A summary and reflection of this article:
On 11th September, a fourteen-year-old Kenyan schoolgirl took her own life after being humiliated by a teacher for leaking and staining her uniform with period blood at school. She had no menstrual products available to wear to school, and when she inevitably soiled her clothes, her male teacher called her “dirty” and sent her out of the classroom. Her mother stated that she came home, explained what happened, went to fetch water, and took her own life.

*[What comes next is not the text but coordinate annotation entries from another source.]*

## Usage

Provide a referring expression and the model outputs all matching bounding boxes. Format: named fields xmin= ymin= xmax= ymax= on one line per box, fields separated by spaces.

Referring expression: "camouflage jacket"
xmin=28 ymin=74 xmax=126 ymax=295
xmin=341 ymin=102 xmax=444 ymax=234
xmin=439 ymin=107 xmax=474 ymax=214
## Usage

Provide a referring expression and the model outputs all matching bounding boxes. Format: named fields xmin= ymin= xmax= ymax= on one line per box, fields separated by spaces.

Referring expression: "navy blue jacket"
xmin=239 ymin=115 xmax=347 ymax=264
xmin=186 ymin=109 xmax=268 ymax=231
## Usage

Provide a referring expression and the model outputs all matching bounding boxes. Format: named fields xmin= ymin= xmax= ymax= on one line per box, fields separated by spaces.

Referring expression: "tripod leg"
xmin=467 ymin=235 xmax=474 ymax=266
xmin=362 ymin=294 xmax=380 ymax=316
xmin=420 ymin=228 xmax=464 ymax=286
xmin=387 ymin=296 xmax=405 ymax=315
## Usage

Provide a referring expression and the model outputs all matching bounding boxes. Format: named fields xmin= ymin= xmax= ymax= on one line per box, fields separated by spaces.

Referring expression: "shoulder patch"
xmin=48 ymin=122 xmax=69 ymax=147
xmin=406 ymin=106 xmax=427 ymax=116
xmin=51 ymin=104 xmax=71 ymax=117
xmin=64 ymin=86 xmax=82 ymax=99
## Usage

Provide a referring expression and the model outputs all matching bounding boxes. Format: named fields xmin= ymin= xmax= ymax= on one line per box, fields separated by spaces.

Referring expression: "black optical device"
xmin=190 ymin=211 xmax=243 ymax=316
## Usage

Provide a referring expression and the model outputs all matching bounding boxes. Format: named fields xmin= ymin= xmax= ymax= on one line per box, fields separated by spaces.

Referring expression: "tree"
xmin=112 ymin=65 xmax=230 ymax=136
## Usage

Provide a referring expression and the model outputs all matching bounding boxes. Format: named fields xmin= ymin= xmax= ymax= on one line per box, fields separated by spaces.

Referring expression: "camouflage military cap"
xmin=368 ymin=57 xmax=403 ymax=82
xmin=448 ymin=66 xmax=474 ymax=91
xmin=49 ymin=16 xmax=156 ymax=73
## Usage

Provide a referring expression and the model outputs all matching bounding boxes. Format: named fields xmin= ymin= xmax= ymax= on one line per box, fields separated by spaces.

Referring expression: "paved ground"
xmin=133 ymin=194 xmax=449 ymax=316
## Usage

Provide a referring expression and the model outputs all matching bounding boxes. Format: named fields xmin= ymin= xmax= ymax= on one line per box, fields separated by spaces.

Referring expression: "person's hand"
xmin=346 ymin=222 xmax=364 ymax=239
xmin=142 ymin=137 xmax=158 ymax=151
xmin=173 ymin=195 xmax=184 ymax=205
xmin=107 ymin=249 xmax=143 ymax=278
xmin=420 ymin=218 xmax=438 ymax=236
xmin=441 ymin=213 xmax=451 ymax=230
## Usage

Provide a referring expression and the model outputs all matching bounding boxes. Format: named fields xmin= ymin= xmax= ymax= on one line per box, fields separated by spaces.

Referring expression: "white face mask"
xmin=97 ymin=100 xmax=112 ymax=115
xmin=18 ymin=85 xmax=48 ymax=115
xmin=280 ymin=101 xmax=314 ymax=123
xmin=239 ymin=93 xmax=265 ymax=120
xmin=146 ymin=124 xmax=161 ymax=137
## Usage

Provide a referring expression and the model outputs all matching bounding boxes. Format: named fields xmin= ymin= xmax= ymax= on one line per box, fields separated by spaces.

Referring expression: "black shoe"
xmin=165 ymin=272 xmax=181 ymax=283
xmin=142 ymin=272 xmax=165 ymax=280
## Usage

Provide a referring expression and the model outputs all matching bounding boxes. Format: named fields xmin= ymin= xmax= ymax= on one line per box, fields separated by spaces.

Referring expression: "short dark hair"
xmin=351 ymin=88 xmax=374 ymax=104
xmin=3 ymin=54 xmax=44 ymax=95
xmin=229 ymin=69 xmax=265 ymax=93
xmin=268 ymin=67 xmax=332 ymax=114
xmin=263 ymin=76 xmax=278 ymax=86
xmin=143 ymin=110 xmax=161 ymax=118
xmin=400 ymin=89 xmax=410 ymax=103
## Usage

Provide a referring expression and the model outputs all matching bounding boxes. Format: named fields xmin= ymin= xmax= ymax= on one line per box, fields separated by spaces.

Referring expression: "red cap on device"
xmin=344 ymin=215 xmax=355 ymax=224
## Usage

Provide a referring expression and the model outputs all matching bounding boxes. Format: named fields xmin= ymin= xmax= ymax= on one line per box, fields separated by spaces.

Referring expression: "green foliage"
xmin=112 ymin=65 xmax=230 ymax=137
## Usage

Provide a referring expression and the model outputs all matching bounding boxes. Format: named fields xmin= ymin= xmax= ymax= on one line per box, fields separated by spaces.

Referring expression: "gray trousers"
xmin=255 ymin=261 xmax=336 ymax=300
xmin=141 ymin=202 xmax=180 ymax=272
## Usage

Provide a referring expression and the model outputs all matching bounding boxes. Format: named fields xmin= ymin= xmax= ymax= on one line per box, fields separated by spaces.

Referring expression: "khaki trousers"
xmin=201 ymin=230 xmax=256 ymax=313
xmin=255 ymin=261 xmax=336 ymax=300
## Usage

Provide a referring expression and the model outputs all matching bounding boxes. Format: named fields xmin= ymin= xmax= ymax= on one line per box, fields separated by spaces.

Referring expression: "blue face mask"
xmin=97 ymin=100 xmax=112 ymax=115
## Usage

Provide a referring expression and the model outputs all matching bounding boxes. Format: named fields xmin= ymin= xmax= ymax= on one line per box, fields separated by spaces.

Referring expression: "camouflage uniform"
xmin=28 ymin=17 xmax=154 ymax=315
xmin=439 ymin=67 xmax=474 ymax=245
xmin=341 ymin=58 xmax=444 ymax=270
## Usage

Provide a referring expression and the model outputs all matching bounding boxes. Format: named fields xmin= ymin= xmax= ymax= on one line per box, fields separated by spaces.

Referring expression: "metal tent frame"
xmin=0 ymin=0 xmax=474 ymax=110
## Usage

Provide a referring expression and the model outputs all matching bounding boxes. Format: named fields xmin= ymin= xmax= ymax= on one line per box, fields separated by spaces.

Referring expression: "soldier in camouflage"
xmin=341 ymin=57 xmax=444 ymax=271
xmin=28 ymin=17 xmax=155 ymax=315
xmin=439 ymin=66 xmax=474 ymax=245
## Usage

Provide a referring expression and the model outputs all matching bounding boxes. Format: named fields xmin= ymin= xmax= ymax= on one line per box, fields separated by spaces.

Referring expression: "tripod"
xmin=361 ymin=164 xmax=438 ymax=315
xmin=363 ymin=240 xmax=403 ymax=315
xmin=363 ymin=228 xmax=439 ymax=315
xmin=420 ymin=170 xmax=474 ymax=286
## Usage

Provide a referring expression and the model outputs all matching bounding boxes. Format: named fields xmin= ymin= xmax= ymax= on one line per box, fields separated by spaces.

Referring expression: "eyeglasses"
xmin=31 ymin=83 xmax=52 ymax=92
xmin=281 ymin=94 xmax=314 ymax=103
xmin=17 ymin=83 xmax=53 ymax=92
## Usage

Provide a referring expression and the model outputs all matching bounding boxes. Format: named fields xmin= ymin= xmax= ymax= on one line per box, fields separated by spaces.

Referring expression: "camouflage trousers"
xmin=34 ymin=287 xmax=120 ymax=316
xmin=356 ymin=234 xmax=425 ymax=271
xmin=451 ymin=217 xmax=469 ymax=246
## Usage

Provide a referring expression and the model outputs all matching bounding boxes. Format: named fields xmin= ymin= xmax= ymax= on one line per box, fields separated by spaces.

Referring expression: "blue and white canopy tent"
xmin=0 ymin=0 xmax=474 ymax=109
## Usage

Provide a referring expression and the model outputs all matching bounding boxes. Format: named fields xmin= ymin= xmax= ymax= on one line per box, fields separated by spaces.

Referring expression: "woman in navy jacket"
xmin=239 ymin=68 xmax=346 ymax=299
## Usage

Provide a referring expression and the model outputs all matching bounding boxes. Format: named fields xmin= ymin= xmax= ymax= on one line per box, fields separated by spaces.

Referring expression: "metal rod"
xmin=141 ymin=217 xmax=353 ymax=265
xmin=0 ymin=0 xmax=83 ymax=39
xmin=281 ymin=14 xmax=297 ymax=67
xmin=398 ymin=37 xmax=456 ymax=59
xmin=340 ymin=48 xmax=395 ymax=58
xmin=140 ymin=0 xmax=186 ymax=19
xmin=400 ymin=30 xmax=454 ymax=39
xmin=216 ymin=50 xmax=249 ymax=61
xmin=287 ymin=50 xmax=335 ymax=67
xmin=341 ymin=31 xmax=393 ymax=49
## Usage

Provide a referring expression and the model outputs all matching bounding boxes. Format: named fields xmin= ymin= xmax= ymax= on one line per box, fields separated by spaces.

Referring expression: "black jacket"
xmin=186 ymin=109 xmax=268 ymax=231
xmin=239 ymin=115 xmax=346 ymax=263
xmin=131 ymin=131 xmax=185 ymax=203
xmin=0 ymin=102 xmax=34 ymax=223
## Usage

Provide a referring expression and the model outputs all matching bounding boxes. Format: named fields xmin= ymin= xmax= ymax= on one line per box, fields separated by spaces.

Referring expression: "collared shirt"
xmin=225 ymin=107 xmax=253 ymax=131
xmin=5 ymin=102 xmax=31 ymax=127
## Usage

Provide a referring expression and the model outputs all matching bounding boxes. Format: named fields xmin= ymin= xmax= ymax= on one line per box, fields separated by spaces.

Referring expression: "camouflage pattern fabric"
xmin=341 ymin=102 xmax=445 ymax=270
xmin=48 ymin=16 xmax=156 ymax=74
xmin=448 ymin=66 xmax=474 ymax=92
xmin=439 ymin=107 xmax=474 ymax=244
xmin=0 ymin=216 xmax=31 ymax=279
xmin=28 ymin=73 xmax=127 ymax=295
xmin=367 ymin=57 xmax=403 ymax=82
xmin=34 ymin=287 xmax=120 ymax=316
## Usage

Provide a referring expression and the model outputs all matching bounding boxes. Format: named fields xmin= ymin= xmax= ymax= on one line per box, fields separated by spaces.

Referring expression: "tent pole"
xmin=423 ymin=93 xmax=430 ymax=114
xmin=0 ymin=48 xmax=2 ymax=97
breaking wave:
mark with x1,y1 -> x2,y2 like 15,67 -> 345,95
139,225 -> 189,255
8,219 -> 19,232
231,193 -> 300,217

What is shocking about this news is not only the fact that menstrual shaming caused a young girl to be so humiliated that she felt she no longer had a reason to live, but that it occurred only a few months ago. Despite the law Kenya passed in 2017 to provide free sanitary towels for schoolgirls, shaming and isolation due to mishaps during a girl’s period is still extremely prevalent and destructive to the life of a growing, maturing female. As a person living a very privileged and sheltered life, it is difficult to visualize the depth and complexity of GEP’s issues as we may be shielded from incidents like this. Seeing the headline, “Kenyan schoolgirl takes her own life after ‘period shaming’” was sobering because it related so closely the issues we target within the work of our service. It makes me realize that these are the girls that we are working to help save by eradicating the taboo around periods, ensuring all women have access to sanitary products, and that those products are sustainable and reusable. She is not the first to have suffered at the hands of menstrual shaming and period poverty, but GEP hopes she will be within the last.
This incident is heartbreaking and terrifyingly familiar. But it only further solidifies the fact that what we are fighting for in Generation Education Period is more necessary now than ever.